Research by Hendrik Bessembinder of Arizona State University shows active management and stock selection is really difficult. He found that most stocks listed in the US since 1926 delivered lifetime negative returns relative to one-month US Treasury bills. Only 4% of companies (represented by the blue box below), or about 1,000 out of a total data base of over 25,000, produced half the returns of the entire market.




The grey space of the outer box represents the vast majority of companies that generated no returns, with 12% delisting at an average of 2.5% of their listing price. It's more common to invest in losers than winners, especially when competing against other talented analysts.

It's even more difficult to value a loss-making startup that has a good idea gaining traction. We take a close look at Raiz Invest, the former Acorns Australia, both as a micro investing platform and a company recently listed on the ASX. What's it worth? Take a guess.

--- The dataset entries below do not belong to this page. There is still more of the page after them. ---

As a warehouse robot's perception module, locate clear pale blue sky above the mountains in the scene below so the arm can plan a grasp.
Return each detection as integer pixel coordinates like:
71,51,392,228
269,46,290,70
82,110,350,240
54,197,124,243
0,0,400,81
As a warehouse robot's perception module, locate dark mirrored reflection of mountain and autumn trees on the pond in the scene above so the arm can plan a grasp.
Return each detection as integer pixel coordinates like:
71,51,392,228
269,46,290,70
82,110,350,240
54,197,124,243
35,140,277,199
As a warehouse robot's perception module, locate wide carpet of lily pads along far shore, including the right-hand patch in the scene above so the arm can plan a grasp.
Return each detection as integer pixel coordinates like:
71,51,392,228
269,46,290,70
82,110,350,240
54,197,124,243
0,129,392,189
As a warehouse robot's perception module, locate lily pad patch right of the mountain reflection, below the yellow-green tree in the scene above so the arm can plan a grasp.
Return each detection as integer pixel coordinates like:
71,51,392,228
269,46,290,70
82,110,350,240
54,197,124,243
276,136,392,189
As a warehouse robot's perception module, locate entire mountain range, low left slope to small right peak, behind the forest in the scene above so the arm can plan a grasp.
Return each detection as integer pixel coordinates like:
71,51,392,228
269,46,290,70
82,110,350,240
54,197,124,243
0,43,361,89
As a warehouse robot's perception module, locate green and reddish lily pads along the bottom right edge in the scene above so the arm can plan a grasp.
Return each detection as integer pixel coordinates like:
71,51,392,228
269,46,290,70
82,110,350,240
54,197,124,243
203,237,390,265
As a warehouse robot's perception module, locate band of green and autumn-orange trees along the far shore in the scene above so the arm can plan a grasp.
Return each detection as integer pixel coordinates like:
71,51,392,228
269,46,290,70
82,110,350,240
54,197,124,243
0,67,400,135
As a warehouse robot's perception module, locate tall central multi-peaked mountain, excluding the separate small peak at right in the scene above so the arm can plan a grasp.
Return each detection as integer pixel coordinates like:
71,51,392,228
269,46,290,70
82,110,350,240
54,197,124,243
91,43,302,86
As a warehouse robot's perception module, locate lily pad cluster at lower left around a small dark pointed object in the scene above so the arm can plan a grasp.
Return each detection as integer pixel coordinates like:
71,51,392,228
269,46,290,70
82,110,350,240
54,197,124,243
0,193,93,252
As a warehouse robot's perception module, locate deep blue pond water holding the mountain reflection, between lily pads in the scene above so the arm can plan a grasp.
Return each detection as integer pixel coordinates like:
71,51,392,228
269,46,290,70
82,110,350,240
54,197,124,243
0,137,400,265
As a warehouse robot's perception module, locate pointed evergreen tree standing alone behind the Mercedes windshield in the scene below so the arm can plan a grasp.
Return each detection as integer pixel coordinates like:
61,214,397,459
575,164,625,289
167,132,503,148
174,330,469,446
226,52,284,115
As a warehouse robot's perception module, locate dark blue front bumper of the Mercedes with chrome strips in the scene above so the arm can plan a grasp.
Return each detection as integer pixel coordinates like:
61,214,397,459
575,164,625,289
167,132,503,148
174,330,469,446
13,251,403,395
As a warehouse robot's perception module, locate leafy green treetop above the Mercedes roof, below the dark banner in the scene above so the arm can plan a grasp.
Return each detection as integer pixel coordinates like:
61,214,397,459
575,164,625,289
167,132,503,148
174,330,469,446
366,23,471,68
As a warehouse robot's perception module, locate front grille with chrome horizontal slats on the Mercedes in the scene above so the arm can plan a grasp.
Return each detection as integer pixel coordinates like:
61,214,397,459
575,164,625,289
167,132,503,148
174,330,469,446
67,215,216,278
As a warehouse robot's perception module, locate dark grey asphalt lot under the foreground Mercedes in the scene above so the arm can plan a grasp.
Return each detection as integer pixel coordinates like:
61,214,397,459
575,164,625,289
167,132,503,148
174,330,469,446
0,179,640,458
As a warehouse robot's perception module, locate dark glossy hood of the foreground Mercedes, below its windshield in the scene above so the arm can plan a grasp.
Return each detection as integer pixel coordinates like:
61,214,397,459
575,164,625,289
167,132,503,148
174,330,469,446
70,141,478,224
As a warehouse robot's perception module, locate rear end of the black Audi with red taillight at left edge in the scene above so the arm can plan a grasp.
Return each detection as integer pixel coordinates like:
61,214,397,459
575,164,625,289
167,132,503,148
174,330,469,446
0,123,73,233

Banks compete aggressively in many products, such as housing loans, but bank retail FX rates have always been pathetic. As I write this, the wholesale AUD/USD is 0.7419 and the retail rate from a major bank is 0.71. So A$100 buys US$71 at a branch instead of US$74, a difference of over 4% and a costly start to a holiday. Matthew Hayja uncovers the choices for a better deal.

The $1.6 million pension cap opens a number of financial planning choices, and Graeme Colleyand Emma Partenza explain how to contribute for a spouse with lower balances. Julie Steedalso shows how disability insurance works, something we all hope we don't need but might.

Longevity? 120 years is just the start

Few retirees know how long their money needs to last, and the doubt causes many to live frugally. Adam Curtis examines the dilemma that sequencing and longevity risks create. 
   
In the King James Bible, 2 Kings 25:27, the King of Babylon releases the King of Judah ...

"And set his throne above the throne of the kings that were with him in Babylon;
And changed his prison garments:
And he did eat bread continually before him all the days of his life.
And his allowance was a continual allowance given him of the king, a daily rate for every day, all the days of his life."


Average life expectancy in biblical times was less than 40 years, so the cost of this promise was probably not great. But in a presentation last year, Hamish Douglass of Magellan said that medical advances would allow people to live to 500. What about 1,000 years? While scientists do not unanimously support the claims of Ori Eyal, it's thought-provoking for how long retirement may last some time in the future.

Also looking into the future, the White Paper from MFS Investment Management is 'Dawn of the Urban Epoch', with the consequences for investing in an increasingly urbanised world.

ASIC on property spruikers for SMSFs

ASIC is watching SMSF service providers closely. The regulator recently found 90% of advice given to SMSFs was non-compliant and 30% risked disadvantaging the client. There was also a focus on 'one-stop shops' for the purchase of geared property through SMSFs, with groups of agents, lenders, brokers, developers and financial advisers all working together, even when a property was not suitable. So we reprise my article published in 2013 where I attended one of these spruiking seminars, when I was shocked by what happened. It's taken five years to 'crack down'.

A reminder that some new super regulations came in last week, including topping up unused $25,000 concessional limits over the following five years for super balances less than $500,000, and the new downsizing rules for people over 65 to make a non-concessional contribution.

Mark your diaries for 6 August 2018. The Financial Services Royal Commission has asked 30 superannuation funds to make a director available to give evidence. More sweaty palms.